Сын, Димка, пятнадцати лет, сжав рюкзак в руках, прошёл мимо неё, не глядя. Он не любил эту квартиру. И она её не любила. Здесь всё пахло прошлым. Бабкой Людой, которая умерла два месяца назад, и с тех пор — то ли ждала, чтобы кто-то вернулся, то ли мстила сквозняками.
Марина не плакала на похоронах. Ни слезинки. И все родные, особенно Лёшина сестра — эта насупленная Светка с глазами, как у жабьей иконы, — ходила вокруг да около, молча, будто готовилась к нападению.
— Да она же на таблетках, — прошептала Света кому-то на поминках. — У неё всё под контролем, не переживай. Холодная, как хирург.
Она бы тогда врезала, но Димка рядом стоял. Потом — не до того стало. Потом пришло наследство.
— Итак, квартира по адресу улица Советская, 44, квартира 6, — скучным голосом читал нотариус, пока за его спиной тикали часы. — Согласно завещанию, собственность переходит полностью Мартыновой Марине Игоревне, внучке усопшей. Справка о праве на наследство оформляется сегодня.
Тогда Марина впервые почувствовала, как по спине пробежала волна тревоги, будто кто-то только что вставил ей в руки чемодан с наркотиками и сказал: «Тебе теперь с этим жить».
Квартира — та самая, двухкомнатная, сталинка, потолки высокие, окна на парк, бабка Люда берегла её, как свою душу. Никому не доверяла, завещание перед смертью переписала тайно, за неделю до инсульта.
А родня думала, что всё пойдёт по-старому. Что “поровну”, “по-человечески”, “семья же”.
Первой позвонила Света.
— Маш, ну ты понимаешь, это не совсем справедливо.

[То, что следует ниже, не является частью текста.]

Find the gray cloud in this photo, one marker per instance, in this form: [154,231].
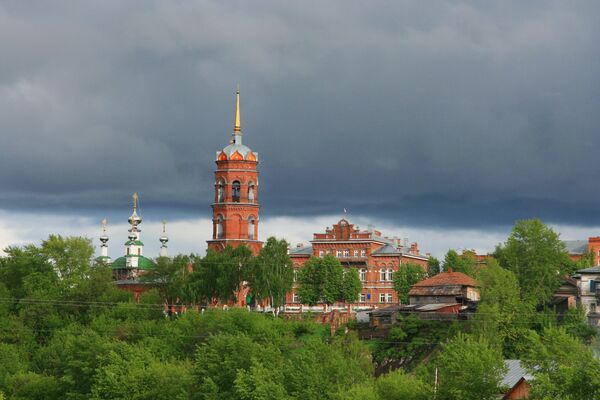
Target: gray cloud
[454,114]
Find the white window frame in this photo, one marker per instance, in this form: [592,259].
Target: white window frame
[363,274]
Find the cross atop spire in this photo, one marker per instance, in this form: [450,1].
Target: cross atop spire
[135,201]
[237,128]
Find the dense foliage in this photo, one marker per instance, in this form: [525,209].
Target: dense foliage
[326,280]
[66,331]
[406,276]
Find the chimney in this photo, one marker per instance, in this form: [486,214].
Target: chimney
[414,248]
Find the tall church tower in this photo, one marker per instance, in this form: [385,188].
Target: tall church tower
[235,206]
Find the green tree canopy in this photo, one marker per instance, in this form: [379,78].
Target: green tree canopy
[537,257]
[325,279]
[465,263]
[270,275]
[469,369]
[407,275]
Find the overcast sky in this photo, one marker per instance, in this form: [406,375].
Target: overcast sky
[441,121]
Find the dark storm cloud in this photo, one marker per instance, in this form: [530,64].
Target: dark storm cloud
[449,114]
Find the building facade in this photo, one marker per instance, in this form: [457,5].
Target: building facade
[374,256]
[128,269]
[235,205]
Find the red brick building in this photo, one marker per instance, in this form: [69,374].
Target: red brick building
[578,248]
[235,206]
[374,256]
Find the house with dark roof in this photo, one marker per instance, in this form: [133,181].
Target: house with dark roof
[588,284]
[447,287]
[375,256]
[516,381]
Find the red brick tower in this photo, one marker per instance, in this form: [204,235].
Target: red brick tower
[235,207]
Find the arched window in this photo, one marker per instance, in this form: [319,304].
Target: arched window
[220,191]
[235,191]
[251,225]
[219,227]
[251,192]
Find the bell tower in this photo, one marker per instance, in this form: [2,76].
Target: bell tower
[235,206]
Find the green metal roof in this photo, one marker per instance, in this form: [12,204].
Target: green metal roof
[134,242]
[143,262]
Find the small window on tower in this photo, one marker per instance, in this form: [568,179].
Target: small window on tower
[220,191]
[235,191]
[251,192]
[251,226]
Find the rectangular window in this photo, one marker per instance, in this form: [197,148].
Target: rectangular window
[363,274]
[390,274]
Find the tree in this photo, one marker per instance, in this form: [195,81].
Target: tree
[465,263]
[563,367]
[170,277]
[399,385]
[323,280]
[407,275]
[271,275]
[502,318]
[469,369]
[70,256]
[538,258]
[433,266]
[219,274]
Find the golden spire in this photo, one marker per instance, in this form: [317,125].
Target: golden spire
[238,125]
[134,201]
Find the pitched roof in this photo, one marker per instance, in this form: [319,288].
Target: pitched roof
[591,270]
[305,250]
[576,247]
[447,278]
[514,373]
[387,249]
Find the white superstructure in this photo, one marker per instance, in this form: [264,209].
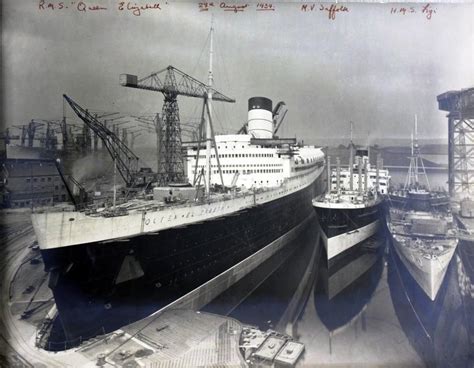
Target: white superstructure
[263,169]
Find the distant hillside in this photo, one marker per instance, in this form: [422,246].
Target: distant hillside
[392,156]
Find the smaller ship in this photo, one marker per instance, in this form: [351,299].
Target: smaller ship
[422,228]
[349,213]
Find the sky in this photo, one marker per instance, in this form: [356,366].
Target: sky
[371,65]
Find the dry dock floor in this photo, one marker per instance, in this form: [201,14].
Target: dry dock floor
[180,338]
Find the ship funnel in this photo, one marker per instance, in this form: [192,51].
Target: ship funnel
[260,118]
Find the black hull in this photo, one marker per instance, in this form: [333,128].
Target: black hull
[166,265]
[335,221]
[438,330]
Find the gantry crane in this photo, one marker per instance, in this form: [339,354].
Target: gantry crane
[172,83]
[125,160]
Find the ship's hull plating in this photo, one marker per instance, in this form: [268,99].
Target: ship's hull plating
[428,273]
[100,286]
[349,238]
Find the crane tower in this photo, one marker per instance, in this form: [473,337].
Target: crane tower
[172,83]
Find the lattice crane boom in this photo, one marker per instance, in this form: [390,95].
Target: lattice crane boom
[125,159]
[172,83]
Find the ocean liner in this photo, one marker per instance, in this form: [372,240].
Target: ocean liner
[182,247]
[422,228]
[348,217]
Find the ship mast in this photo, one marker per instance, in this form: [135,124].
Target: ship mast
[417,166]
[208,116]
[351,162]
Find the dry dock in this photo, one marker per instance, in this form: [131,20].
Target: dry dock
[374,338]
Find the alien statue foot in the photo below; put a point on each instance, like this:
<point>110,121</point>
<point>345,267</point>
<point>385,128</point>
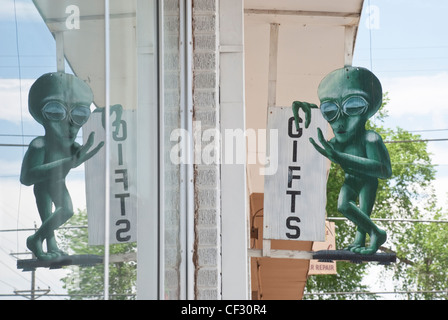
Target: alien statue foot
<point>359,242</point>
<point>35,245</point>
<point>376,240</point>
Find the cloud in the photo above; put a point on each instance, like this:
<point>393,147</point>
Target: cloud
<point>12,108</point>
<point>417,95</point>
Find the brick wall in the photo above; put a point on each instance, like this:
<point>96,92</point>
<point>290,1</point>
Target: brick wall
<point>207,255</point>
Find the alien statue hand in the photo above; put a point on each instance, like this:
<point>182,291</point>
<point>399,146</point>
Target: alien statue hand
<point>61,103</point>
<point>327,150</point>
<point>83,154</point>
<point>306,107</point>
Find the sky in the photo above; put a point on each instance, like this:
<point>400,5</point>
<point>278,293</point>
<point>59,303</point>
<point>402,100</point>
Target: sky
<point>404,42</point>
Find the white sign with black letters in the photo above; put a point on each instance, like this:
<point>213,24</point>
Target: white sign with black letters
<point>295,195</point>
<point>123,179</point>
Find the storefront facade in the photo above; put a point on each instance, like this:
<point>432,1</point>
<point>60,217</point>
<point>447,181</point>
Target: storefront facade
<point>190,78</point>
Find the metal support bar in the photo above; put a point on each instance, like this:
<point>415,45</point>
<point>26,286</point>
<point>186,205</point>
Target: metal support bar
<point>304,13</point>
<point>273,58</point>
<point>322,255</point>
<point>349,43</point>
<point>60,59</point>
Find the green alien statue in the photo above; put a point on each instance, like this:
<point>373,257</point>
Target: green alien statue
<point>349,97</point>
<point>60,102</point>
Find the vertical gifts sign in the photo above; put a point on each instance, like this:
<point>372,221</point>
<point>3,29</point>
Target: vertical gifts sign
<point>295,195</point>
<point>123,178</point>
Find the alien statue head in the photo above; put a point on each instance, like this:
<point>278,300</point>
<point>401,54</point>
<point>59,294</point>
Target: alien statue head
<point>349,97</point>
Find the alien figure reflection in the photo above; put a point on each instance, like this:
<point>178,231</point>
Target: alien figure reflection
<point>60,102</point>
<point>349,97</point>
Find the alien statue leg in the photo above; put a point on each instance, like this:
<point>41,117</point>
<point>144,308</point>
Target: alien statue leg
<point>348,207</point>
<point>367,197</point>
<point>347,195</point>
<point>45,195</point>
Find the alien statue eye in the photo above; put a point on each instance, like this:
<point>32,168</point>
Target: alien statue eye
<point>329,110</point>
<point>54,111</point>
<point>80,115</point>
<point>354,106</point>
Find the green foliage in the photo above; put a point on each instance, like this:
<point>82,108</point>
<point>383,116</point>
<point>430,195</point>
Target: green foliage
<point>88,282</point>
<point>422,253</point>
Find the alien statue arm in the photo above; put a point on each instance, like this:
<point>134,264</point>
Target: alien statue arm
<point>35,170</point>
<point>376,164</point>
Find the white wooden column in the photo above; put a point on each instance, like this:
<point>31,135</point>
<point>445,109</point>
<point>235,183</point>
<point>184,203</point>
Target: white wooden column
<point>235,269</point>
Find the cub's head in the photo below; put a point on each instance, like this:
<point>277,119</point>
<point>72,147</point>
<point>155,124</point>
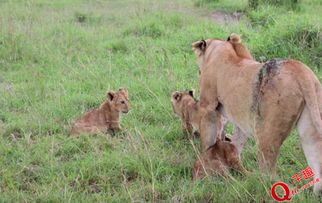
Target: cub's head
<point>119,100</point>
<point>180,101</point>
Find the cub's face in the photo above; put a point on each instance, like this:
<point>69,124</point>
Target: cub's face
<point>179,101</point>
<point>119,100</point>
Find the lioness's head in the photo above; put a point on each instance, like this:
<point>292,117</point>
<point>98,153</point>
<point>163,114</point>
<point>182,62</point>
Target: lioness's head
<point>218,49</point>
<point>119,100</point>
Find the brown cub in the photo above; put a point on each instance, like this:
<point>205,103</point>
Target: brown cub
<point>218,159</point>
<point>105,118</point>
<point>187,108</point>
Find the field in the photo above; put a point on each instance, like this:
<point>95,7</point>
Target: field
<point>59,58</point>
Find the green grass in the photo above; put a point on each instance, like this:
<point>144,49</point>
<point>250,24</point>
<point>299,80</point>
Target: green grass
<point>58,59</point>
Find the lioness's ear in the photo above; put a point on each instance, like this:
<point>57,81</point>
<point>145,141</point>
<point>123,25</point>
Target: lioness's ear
<point>110,95</point>
<point>177,96</point>
<point>199,45</point>
<point>123,89</point>
<point>191,92</point>
<point>234,38</point>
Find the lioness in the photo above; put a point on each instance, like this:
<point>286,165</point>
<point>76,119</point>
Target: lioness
<point>219,158</point>
<point>106,117</point>
<point>187,108</point>
<point>262,99</point>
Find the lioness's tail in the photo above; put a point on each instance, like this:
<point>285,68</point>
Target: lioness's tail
<point>312,91</point>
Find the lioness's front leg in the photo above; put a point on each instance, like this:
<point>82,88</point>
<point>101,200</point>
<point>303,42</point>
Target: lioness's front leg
<point>239,139</point>
<point>208,128</point>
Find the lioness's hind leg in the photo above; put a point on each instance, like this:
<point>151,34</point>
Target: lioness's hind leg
<point>269,142</point>
<point>311,142</point>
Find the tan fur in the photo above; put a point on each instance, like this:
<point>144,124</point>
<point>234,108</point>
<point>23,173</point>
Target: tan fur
<point>187,108</point>
<point>264,100</point>
<point>106,117</point>
<point>218,159</point>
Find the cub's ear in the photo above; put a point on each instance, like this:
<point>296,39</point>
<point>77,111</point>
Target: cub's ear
<point>110,95</point>
<point>191,92</point>
<point>234,38</point>
<point>199,45</point>
<point>176,96</point>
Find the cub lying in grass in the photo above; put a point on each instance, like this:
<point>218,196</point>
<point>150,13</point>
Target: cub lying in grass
<point>221,156</point>
<point>105,118</point>
<point>187,108</point>
<point>217,159</point>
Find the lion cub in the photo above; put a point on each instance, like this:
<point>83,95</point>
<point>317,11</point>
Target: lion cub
<point>218,159</point>
<point>187,108</point>
<point>106,117</point>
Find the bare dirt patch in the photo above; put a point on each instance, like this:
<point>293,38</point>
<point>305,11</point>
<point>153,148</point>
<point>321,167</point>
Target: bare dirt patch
<point>224,18</point>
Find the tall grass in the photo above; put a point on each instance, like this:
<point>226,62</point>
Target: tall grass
<point>58,58</point>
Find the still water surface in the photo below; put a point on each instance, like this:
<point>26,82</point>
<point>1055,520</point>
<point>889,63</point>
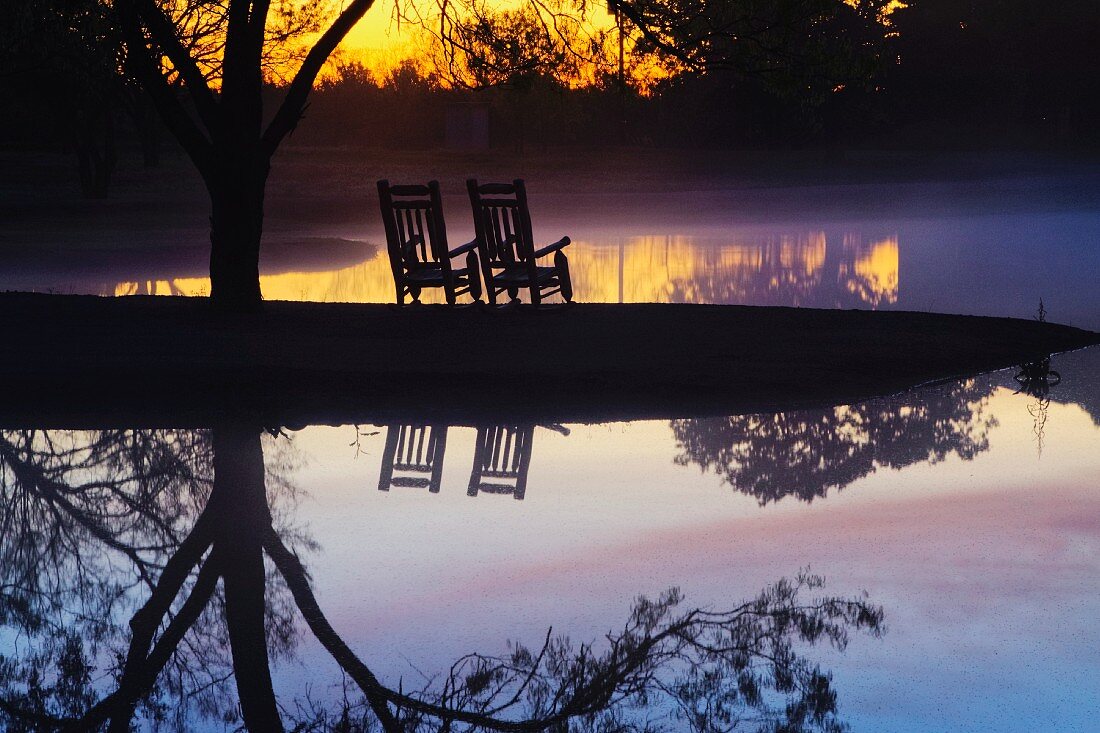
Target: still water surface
<point>999,264</point>
<point>968,511</point>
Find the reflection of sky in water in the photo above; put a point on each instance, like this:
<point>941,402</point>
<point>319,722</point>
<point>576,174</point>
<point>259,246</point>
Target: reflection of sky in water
<point>993,264</point>
<point>983,553</point>
<point>804,270</point>
<point>981,547</point>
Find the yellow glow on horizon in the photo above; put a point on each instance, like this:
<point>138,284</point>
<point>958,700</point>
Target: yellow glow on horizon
<point>789,270</point>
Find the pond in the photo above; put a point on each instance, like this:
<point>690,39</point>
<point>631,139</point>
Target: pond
<point>978,263</point>
<point>967,511</point>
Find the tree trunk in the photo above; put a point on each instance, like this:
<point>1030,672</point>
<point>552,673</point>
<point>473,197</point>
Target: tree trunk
<point>237,198</point>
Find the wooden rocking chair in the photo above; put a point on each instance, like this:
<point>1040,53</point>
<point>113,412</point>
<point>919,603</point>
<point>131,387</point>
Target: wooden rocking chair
<point>416,240</point>
<point>415,453</point>
<point>508,258</point>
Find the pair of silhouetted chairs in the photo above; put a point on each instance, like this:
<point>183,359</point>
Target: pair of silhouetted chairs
<point>503,249</point>
<point>414,458</point>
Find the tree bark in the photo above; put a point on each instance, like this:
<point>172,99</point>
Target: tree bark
<point>237,199</point>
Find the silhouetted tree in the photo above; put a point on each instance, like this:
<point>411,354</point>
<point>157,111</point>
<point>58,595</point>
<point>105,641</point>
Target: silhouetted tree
<point>219,55</point>
<point>62,61</point>
<point>988,66</point>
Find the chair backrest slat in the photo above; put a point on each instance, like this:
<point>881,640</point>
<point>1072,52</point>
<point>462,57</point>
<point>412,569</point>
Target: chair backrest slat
<point>413,216</point>
<point>503,223</point>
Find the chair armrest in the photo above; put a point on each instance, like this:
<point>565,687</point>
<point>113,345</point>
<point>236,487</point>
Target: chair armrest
<point>469,247</point>
<point>560,244</point>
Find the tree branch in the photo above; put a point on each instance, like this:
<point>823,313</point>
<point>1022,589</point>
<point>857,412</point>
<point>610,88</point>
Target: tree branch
<point>289,111</point>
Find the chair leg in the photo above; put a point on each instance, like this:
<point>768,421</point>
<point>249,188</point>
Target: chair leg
<point>473,271</point>
<point>561,264</point>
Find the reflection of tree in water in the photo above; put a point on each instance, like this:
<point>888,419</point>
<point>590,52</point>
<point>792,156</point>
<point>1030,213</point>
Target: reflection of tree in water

— Свет, бабушка завещала. Не я. Я и не знала, клянусь.
— Да-да-да, конечно. Только почему-то именно ты с ней жила последние полгода.
— Потому что никто другой не предложил, Свет.
— Угу. Ну ладно. Мы тогда с братом подумаем, как это решать. Без скандалов. По-семейному. Я верю в тебя.
— Ну ты не одна ж там жить собралась? С сыном? А ипотека у тебя ещё висит? Или всё уже закрыла?
Марина отключила звонок. И поняла: началось.
Через неделю пришла повестка в суд. Светлана и Алексей (бывший муж Марины, кстати) подали иск — “о признании завещания недействительным”. Основание: “бабушка находилась в невменяемом состоянии”.
— Как мило, — сказала Марина адвокату, — бабушка пекла им шарлотку, вела с ними переписку, и даже купила Светке золотую цепочку за неделю до смерти. Но была невменяемая.
— Это же семья, — пожал плечами адвокат. — Семья — как стиральная машина. Всё крутится, всё смешано, и ни за что не знаешь, кто с кем в итоге останется в паре.
Марина знала: Света — змея. И Лёша — трус. Но чтобы настолько?
Он появился в квартире, как только узнал, что ключ у неё.
— Я просто хочу забрать кое-что, — сказал он, стоя в коридоре в пиджаке, который явно покупала другая женщина.
— Лёш, ну ты серьёзно? У тебя что, ключей нет?
— А мне почему-то их не оставили.
— Потому что ты — не наследник. Ни моральный, ни юридический.
— Слушай, не надо этого. Я вообще-то здесь вырос. Это моя бабка тоже. Я вообще-то…
— Ты вообще-то развёлся со мной, когда я родила, — тихо сказала Марина. — И исчез на четыре года. А теперь хочешь забрать шкаф?
— Там папины медали! — вскипел он. — Ты что, думаешь, я пришёл воровать?!
— Нет. Я думаю, ты пришёл проверить, сломалась ли я. И разочаровался.
Он замолчал. Потом всё же вошёл.
На кухне он сел на табурет, потер руки.
— Света думает, ты согласишься “отдать долю”. Она уже нашла риэлтора. Хочет выкупить через знакомых. По цене “ну не московской же, Маш, не жадничай”.